Graduate Advising Matters
Concerned about the quality of graduate student advising, Stanford professors approve changes to advising requirements and guidelines.

In changes aimed at improving the quality of graduate student advising, Stanford University’s Faculty Senate last week voted to require departments to spell out advising expectations for both professors and students.
The body also voted to limit who can serve as a principal dissertation adviser for Ph.D. candidates to current Stanford professors who are active members of the campus’s Academic Council.
Advising remains a key area of concern for Stanford’s 9,400 graduate students, as revealed during a recent planning process for graduate education and four years of student exit survey data, Patricia J. Gumport, vice provost for graduate education, told the Senate at its meeting Thursday.
“Our students’ daily experiences are impacting their education and academic progress as well as their well-being,” Gumport said, according to information from Stanford. “We take seriously all that they are telling us, and we are working together.”
Some 40 percent of students surveyed reportedly cited “availability of faculty” as an obstacle to their academic progress, while 27 percent cited advising as another roadblock.

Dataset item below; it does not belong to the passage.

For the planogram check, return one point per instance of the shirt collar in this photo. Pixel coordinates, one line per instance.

Faculty members who are leaving Stanford for various reasons may now only serve as co-advisers with a current Stanford professor serving as principal adviser.
Faculty members emeriti recalled to active duty may serve as principal advisers.
Stanford students aren’t alone in their concerns about advising. Graduate students nationwide commonly cite poor advising -- from not feeling like a priority to one's adviser to advising that doesn’t relate to one's career goals -- as a major challenge.
A widely cited study published last month in Nature Biotechnology also linked lackluster advising across academic disciplines to mental health concerns. Among surveyed graduate students with anxiety or depression, half did not agree that their immediate mentors provided “real” mentorship. Responses were similar to questions about whether advisers and principal investigators provided ample support and whether they positively impacted students’ emotional mental well-being. More than half of respondents who experienced anxiety or depression did not agree that their advisers or PIs were assets to their careers or that they felt valued by their mentor.
“These data indicate that strong, supportive and positive mentoring relationships between graduate students and their PI/advisors correlate significantly with less anxiety and depression,” the study’s authors concluded.
“Advising is, along with teaching and research, one of the most impactful things we do here,” David Goldhaber-Gordon, committee chair and professor of physics, said during the meeting. “We hope this will spur conversations among faculty, and between faculty and students, about how the advising relationship works.”